Paylaş
Mahkemenin nasıl bir karar vereceğini elbette henüz bilemiyoruz ama sanki karar verilmiş, mahkeme seçim barajını “hak ihlali” olarak yorumlamış gibi tartışıyoruz.
Çok değil, bu hafta bitmeden herkesin bir Anayasa hukuku uzmanı kesileceğini, daha önce aklımıza bile gelmeyen hukuki meseleleri tartıştığımızı da göreceğiz.
Boş tartışmalarla vakit geçireceğiz, çünkü normal bir demokraside uygulanması hayal bile edilemeyecek yüzde 10’luk seçim barajını bugüne kadar indirmeyi ya da kaldırmayı başaramadık.
İktidar partisi sözcülerinin ağzından milli irade ve demokrasi sözcükleri maşallah hiç eksik olmuyor ama milli iradenin TBMM’ye gerçeğe en yakın şekilde yansıması için kıllarını bile kıpırdatmadılar.
12 Eylül askeri rejiminin mirasının üzerine oturdular, ondan yararlanarak iktidarlarını sürdürmek istiyorlar ve mümkünse önümüzdeki seçimden sonra da parlamenter sistemi, başkanlık sistemine dönüştürmek için bekliyorlar.
Anayasa Mahkemesi, baraj uygulamasının bir hak ihlali olduğuna karar verirse, iktidar partisinin “milli irade” konusundaki samimiyetini bir kez daha test etme fırsatı bulacağız.
Anayasa Mahkemesi, eğer hak ihlali kararını verirse, bu kararın önümüzdeki seçimde uygulanabilmesini sağlamak TBMM’nin işi olacaktır.
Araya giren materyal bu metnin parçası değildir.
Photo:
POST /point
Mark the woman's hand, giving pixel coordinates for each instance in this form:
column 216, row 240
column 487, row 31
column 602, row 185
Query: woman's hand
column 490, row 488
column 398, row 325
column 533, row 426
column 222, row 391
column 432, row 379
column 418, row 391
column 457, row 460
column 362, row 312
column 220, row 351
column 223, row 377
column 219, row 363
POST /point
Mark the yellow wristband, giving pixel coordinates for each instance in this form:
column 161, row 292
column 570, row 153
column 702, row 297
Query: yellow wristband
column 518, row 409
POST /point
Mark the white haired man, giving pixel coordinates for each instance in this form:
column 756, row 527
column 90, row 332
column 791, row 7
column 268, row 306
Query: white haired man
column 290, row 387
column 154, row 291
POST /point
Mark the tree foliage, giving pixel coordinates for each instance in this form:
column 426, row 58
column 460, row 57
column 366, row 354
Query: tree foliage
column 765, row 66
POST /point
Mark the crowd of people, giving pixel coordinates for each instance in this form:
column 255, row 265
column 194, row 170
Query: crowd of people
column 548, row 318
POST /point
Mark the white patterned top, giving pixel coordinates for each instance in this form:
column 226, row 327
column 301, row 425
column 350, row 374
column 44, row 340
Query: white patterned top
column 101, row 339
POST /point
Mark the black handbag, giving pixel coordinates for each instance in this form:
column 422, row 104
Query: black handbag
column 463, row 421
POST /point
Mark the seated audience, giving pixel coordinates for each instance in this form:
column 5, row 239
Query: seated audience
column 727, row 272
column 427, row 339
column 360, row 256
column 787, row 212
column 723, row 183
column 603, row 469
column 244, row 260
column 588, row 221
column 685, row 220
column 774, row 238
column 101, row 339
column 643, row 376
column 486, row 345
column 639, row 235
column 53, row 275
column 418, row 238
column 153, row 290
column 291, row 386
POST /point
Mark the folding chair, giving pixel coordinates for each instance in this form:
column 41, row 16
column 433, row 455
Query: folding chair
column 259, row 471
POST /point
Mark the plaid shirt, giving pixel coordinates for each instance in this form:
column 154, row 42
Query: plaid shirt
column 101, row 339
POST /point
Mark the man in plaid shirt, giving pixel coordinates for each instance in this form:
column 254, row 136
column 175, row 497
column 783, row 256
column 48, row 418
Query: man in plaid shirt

AKP çoğunluğunun bu durumda nasıl davranacağını göreceğiz.
“İstikrar” diye başlayacaklar, mahkemenin “paralel yapının emrinde” olduğunu da söyleyeceklerdir.
Hızlarını alamayıp bunu “jüristokrasinin darbesi” diye nitelemeye kadar da gidebilirler tabii.
Elbette, mahkeme kendisini TBMM’nin yerine koyup yeni bir hukuk icat etmezse!
Olmaz demeyin, bu ülkede her şey olabiliyor, bunun da olması mümkündür.
O zaman yepyeni bir rejim sorunumuz daha olacak demektir.
Barajı indirmenin zamanı geldi
BİR demokrasinin olmazsa olmazı serbest seçimlerdir. Serbest seçimler ile halk iradesini ortaya koyar, yasama organını seçer, o içinden bir hükümet çıkarır.
Ama sadece serbest seçimlerin yetmeyeceğini de artık biliyoruz.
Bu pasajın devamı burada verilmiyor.